Several of the Politkofsky's cannon survive. In 1889, news of Washington State's admission to the Union as the 42nd state, reached Tacoma. One of Politkovsky's cannons was fired 42 times, plus one more for Tacoma, in celebration. This cannon was donated to the Washington State Historical Society. Another of Politkofsky's guns is in the collection of the Museum of History and Industry in Seattle.
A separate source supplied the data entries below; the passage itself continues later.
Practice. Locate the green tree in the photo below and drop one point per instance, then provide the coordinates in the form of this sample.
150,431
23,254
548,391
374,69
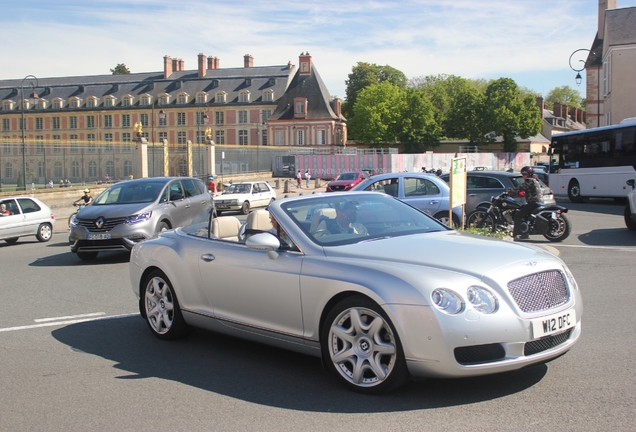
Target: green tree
418,129
377,114
465,117
564,95
363,75
508,114
120,69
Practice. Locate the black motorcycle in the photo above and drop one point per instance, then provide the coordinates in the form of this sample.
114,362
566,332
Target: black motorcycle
551,221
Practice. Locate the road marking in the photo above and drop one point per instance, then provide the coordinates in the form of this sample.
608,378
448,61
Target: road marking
67,322
70,317
616,248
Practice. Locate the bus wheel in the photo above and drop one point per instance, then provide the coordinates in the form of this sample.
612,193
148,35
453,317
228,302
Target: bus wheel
574,191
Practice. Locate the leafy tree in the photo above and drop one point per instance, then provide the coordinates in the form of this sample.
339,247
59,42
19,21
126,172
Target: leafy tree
376,113
465,117
365,74
120,69
564,95
418,129
508,114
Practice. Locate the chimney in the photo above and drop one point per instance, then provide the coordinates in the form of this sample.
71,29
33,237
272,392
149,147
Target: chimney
167,66
202,68
335,106
304,61
539,103
603,5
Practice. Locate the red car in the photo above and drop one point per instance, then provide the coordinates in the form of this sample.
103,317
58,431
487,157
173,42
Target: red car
346,181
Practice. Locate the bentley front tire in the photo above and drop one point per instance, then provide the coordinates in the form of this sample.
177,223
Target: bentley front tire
161,308
361,346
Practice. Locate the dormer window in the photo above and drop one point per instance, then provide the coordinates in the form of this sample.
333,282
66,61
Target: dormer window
220,97
268,95
300,107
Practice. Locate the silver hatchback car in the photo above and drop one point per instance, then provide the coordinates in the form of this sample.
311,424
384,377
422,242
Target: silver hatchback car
132,211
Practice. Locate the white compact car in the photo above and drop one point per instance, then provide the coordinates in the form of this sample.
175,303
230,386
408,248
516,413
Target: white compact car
244,196
25,216
376,288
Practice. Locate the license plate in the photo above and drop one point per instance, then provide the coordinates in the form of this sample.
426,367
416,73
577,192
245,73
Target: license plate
554,323
98,237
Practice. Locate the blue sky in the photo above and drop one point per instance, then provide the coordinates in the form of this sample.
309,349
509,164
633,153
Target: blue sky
528,41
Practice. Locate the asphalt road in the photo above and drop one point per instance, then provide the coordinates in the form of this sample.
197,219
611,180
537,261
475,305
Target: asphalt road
58,372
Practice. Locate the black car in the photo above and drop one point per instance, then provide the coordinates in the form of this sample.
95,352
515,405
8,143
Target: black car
482,185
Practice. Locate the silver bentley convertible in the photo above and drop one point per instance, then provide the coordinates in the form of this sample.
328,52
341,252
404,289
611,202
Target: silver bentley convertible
381,291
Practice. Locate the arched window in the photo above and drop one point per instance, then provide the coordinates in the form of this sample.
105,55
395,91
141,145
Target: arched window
8,170
127,169
75,169
57,170
110,169
92,169
182,168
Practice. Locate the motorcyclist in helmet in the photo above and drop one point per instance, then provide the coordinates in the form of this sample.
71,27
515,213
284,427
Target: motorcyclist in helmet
86,198
533,195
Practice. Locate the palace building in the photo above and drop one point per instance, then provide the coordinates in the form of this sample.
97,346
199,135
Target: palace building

Politkofsky's hull timbers were fastened with hand-hewn copper and iron spikes. Many of these were salvaged from the wreck as it disintegrated on the beach at St. Michael and now reside in museum and private collections.

In 2009 an archeological investigation of St. Michael Bay under the leadership of Michael Burwell, cultural resources specialist for the Minerals Management Service, located several shipwrecks on the sea floor using side-scan sonar. One of these might be the remains of Politkofsky.